On Sat, 26 Jun 2010 12:40:41 +1200, Lawrence D'Oliveiro wrote:

>>> I construct ad-hoc queries all the time. It really isn’t that hard to
>>> do safely.
>> 
>> Wrong.
>> 
>> Even if you get the quoting absolutely correct (which is a very big "if"),
>> you have to remember to perform it every time, without exception.
>> 
>> More generally, as a program gets more complex, "this will work so long as
>> we do X every time without fail" approaches "this won't work".
> 
> That’s a content-free claim. Why? Because it applies equally to everything. 
> Replace “quoting” with something like “arithmetic”, and you’ll
> see what I mean:

If you omit the arithmetic, the program is likely to fail in very
obvious ways. Escaping is "almost" an identity function, which makes it
far more likely that omission or repetition will go unnoticed.

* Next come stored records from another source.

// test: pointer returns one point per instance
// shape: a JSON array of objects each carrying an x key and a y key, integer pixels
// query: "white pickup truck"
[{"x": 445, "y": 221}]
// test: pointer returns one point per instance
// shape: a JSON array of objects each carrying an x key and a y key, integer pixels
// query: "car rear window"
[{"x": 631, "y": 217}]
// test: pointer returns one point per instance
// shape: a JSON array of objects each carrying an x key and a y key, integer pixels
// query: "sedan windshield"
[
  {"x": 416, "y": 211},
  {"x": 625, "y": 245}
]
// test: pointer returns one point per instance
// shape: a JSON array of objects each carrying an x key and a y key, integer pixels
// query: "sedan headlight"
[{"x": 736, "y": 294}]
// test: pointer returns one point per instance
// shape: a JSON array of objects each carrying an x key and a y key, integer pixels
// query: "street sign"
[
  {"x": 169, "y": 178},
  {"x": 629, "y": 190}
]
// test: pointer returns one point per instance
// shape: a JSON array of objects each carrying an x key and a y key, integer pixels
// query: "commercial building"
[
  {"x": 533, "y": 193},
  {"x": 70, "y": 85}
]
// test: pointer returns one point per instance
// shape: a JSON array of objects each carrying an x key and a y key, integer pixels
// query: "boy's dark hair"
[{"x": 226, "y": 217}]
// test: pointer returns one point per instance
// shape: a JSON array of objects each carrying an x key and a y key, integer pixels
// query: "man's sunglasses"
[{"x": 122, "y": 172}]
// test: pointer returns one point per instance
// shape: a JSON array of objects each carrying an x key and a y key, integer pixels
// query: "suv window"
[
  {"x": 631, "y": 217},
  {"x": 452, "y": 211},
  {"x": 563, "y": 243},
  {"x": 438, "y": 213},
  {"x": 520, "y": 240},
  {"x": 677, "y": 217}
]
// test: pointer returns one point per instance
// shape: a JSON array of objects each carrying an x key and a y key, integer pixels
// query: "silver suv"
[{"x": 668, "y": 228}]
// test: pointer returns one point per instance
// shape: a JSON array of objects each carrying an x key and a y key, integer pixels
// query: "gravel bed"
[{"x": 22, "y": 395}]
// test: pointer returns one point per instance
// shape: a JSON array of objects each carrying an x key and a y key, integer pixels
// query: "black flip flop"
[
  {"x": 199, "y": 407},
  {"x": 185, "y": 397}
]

>> And you need to perform it exactly once. As the program gets more complex,
>> ensuring that it's done in the correct place, and only there, gets harder.
> 
> Nonsense. It only needs to be done at the boundary to the appropriate 
> component (MySQL, HTML, JavaScript, whatever).

That assumes that you have a well-defined "boundary", which isn't
necessarily the case.

In any case, you're still trying to make arguments about whether it's easy
or hard to get it right, which completely misses the point. Eliminating
the escaping entirely makes it impossible to get it wrong.